En aquella casa familiar lo primero que llamaba la atención al entrar era una pared completamente llena de fotografías enmarcadas. Los tamaños eran diferentes, pero con una temática bastante repetitiva. Imágenes que captaban cumpleaños, viajes, fiestas, etc. Reflejos de una vida, instantes congelados en el tiempo que mostraban escenas familiares mezcladas con amistades.
Tal vez visto desde la perspectiva de un antropólogo podía resultar algo muy parecido a un altar en el que las imágenes impregnaban energéticamente la entrada. Frente a aquella pared -repleta de fotografías- cualquiera que la observara podía sentirse vigilado o incluso intimidado.
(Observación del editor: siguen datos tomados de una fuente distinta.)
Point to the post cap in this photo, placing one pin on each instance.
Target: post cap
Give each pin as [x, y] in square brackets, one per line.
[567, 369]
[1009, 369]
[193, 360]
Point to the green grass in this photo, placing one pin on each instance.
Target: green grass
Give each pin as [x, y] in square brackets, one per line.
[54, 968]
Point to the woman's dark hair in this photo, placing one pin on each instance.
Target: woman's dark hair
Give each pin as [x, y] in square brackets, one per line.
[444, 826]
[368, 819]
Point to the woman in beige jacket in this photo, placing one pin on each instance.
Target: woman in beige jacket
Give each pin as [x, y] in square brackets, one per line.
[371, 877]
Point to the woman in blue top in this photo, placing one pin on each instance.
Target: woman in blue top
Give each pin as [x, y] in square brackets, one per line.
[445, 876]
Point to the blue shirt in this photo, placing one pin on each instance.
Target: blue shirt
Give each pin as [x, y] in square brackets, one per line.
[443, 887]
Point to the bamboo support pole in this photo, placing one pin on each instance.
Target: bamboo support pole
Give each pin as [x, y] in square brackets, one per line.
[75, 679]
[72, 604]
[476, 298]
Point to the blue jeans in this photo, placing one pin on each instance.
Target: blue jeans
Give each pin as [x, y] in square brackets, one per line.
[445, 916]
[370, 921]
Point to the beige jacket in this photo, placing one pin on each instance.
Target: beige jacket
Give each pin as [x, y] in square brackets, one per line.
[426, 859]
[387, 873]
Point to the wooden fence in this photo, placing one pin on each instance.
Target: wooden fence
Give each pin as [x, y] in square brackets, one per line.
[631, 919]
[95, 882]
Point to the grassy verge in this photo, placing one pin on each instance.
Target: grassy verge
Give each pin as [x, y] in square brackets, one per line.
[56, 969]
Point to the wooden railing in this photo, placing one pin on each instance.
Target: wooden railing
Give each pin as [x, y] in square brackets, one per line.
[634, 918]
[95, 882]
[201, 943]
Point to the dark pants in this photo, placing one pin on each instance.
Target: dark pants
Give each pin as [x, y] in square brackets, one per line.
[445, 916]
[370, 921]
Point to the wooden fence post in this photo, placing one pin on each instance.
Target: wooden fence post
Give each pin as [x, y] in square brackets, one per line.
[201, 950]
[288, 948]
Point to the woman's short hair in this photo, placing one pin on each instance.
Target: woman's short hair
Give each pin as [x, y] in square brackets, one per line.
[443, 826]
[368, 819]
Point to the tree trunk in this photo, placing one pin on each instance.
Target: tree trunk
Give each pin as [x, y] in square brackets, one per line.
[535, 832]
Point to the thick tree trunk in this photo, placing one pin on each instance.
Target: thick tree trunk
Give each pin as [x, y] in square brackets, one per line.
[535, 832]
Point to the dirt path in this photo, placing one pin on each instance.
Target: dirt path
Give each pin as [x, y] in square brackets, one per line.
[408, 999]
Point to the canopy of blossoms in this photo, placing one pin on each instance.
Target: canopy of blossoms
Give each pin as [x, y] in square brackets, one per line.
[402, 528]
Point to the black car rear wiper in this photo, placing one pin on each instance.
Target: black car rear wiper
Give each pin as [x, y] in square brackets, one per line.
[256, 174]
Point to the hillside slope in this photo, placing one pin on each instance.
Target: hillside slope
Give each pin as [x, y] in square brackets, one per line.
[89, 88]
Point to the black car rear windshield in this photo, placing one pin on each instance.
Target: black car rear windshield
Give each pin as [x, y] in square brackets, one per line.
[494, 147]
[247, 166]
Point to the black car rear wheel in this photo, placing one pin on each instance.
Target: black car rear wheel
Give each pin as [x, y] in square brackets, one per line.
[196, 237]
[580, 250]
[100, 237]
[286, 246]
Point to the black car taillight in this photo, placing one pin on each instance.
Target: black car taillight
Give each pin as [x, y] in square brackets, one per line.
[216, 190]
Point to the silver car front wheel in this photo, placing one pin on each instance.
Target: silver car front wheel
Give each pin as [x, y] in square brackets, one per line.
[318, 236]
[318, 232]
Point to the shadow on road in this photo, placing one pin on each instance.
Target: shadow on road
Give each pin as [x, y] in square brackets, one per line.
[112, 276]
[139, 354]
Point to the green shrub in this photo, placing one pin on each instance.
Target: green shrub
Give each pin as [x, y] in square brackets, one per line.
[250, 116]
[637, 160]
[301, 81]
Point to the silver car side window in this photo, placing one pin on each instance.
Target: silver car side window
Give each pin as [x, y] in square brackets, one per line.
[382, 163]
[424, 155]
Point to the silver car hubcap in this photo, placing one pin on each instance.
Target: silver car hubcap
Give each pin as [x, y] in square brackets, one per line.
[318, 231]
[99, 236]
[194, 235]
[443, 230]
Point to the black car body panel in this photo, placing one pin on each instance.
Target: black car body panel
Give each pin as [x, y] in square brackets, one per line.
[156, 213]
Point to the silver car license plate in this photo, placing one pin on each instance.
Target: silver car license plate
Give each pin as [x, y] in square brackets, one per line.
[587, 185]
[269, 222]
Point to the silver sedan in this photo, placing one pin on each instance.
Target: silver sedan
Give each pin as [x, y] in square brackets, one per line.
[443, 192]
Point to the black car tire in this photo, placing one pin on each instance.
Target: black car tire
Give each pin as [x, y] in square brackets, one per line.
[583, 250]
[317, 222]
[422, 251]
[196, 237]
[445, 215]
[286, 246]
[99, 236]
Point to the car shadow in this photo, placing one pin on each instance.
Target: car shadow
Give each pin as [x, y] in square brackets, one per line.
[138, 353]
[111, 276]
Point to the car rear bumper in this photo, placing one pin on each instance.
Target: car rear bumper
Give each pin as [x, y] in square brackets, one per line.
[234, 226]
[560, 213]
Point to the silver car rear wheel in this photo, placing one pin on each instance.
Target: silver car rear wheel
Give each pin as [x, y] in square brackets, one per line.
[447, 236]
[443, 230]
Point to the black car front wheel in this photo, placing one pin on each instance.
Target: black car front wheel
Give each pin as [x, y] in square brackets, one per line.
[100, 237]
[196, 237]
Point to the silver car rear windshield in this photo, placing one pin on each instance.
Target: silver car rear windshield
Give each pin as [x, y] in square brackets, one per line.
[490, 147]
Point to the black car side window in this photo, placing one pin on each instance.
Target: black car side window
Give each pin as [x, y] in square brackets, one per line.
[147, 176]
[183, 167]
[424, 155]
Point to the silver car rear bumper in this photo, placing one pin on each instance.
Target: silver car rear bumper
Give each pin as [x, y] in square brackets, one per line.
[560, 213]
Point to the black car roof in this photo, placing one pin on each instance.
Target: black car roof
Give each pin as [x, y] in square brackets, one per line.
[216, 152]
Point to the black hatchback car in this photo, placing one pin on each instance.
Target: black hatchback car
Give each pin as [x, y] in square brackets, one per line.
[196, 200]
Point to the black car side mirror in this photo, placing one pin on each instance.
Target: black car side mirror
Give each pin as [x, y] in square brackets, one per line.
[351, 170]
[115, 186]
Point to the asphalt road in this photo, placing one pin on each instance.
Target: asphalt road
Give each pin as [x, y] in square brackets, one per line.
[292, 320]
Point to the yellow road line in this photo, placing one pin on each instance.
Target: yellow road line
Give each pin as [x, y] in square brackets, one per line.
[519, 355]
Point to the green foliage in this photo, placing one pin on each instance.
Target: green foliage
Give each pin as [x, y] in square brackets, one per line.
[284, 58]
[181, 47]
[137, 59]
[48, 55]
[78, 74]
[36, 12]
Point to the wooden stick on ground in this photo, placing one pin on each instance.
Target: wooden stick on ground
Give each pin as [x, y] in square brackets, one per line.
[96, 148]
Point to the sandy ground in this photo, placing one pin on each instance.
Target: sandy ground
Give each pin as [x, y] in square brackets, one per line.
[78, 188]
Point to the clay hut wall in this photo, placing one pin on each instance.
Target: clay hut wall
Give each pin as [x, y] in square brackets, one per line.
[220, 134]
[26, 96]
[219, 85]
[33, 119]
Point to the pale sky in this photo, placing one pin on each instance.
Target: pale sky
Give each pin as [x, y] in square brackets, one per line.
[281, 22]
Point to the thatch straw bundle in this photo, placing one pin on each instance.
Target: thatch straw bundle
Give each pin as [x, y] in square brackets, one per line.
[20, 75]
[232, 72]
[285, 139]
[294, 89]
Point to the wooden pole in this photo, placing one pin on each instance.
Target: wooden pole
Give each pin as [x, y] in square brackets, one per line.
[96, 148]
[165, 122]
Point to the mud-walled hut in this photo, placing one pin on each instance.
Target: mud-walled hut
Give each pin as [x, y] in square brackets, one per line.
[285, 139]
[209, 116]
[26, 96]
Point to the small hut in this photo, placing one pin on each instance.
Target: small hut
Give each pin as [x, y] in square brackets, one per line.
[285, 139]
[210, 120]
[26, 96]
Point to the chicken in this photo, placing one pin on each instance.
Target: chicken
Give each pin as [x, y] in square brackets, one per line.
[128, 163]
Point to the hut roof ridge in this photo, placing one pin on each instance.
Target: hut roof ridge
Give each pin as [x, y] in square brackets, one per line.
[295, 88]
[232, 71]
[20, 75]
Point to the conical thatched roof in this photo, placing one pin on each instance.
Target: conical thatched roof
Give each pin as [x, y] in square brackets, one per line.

Aunque en la actualidad la casa estaba vacía y las fotografías solo eran recuerdos de un pasado que parecía lejano.
Era consciente que la vida supone cambios, como ocurre con el agua en la naturaleza que fluye sin parar en un circuito sin fin. Inspirado por esa idea se propuso como objetivo intentar devolver la vida a la que fue la casa de su infancia.
En primer lugar, consciente que nadie podría vivir frente a aquel altar, descolgó todas la fotografías y las fue metiendo en una enorme caja de embalaje. Después las guardó con infinita delicadeza, rescatando la que consideró que transmitía auténtica felicidad. Enmarcó la que parecía tener la potencia -en positivo- de una bomba atómica y la colgó en un lugar de su casa como forma de quedarse con lo mejor del pasado.
Entendió que era absurdo mantener la casa cerrada y vacía como homenaje a sus ancestros. Decidió que nuevos inquilinos entraran a habitar la casa y de ese modo la vida pudiera regresar...
La vida siempre ofrece nuevas oportunidades.